Wir laufen weiter auf einen breiten, neuen Weg, der eine riesige Wand zum Felsen hin hat und die natürlich von Graffitis überzogen ist. Schöne und bunte Bilder, es herrscht ein reger Betrieb auf dieser Strasse, die gegensätzlich zu den ganzen kleinen Gassen des Viertels wirkt. Die Strasse ist eine neue Verbindungsstrasse zwischen den beiden Teilen der Comuna 13. Früher war der Gang vom einen Teil in den anderen sehr gefährlich, da man durch die kleinen Gassen laufen musste und es dort immer noch unsichtbare Grenzen von Gangs gibt. Die neue Verbindungsstrasse wird von allen respektiert und laut unserem Guide ist auf dieser Strasse noch nie etwas passiert.
In den zweiten Teil laufen wir dann nicht mehr, es geht zurück für uns, die Tour endet wieder auf halber Höhe der Rolltreppen bei einem Kaffee, wieder mit einer Gruppenumarmung und einer Dankesrede des Guides, bei der man wirklich merkt, wie viel es ihm bedeutet, dass er anderen Menschen sein Viertel zeigen kann. Und ich denke mir, dass es bestimmt nicht mehr lange dauert, bis die ersten Hostels in dem Stadtteil Einzug erhalten. Vielleicht nicht morgen und auch nicht nächstes Jahr, aber in naher Zukunft sicherlich.

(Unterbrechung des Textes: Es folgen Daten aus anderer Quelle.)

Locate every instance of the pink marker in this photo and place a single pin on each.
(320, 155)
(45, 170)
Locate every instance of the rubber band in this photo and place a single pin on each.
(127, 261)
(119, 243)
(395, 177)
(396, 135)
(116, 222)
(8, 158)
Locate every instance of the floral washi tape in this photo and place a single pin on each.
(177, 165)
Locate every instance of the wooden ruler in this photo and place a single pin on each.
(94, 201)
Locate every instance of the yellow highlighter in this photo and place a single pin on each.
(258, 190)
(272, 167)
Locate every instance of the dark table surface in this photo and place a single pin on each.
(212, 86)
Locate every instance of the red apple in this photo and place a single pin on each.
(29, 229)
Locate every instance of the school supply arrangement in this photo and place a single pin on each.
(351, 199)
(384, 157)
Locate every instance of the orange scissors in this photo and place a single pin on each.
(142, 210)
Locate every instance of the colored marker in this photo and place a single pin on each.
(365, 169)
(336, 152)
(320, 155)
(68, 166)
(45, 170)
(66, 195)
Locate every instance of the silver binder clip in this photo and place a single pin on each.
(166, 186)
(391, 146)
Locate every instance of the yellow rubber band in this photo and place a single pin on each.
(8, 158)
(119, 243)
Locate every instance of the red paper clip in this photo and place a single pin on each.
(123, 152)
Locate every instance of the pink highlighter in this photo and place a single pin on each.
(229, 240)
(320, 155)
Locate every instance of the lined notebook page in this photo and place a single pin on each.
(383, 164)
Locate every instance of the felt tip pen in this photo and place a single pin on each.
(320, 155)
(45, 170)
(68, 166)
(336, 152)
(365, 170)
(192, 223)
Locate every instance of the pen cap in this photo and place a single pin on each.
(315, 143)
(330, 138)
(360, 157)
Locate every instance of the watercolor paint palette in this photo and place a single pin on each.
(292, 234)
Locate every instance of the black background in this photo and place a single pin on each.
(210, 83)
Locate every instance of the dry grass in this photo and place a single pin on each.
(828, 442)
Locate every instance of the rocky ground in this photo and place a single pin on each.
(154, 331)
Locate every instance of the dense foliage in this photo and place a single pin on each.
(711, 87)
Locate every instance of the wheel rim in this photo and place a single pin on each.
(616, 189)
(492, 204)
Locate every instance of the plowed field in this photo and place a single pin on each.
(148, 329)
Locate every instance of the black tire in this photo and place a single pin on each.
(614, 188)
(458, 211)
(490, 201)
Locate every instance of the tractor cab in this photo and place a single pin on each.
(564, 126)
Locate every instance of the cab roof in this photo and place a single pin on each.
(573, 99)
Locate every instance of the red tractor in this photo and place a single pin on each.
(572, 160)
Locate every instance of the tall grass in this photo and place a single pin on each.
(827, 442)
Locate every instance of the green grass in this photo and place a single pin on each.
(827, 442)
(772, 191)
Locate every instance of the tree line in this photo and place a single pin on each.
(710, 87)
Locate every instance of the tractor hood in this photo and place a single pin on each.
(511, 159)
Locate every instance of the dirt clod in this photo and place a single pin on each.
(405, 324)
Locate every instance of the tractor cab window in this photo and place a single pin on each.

Den Rückweg zur Metro treten wir alleine an. Ich gehe noch in einem der tollen Obst- und Gemüsegeschäfte einkaufen und wir geniessen es, dass uns keiner anspricht und uns eine Menükarte von seinem Restaurant in die Hand drücken will, damit wir bei ihm essen kommen. Irgendwie interessiert sich gar keiner für uns und das ist echt mal toll.
Den Rückweg treten wir mir einem kleinen Umweg an. Von der Metrostation führt eine Gondelbahn (die hier zum öffentlichen Verkehr zählen) über einen Hügel in einen hinteren Bezirk (der gar nicht mehr Teil von Medellín ist) und man hat wieder eine herrliche Aussicht über die Stadt und auf die Viertel. Wir steigen jedoch nicht aus, sondern fahren wieder runter zur Metro, mit der wir wieder in „unser“ Viertel kommen. Die Fahrt dauert 15 Minuten und wir sind wieder in einer anderen Welt. Irgendwie schade, aber irgendwie auch beeindruckend.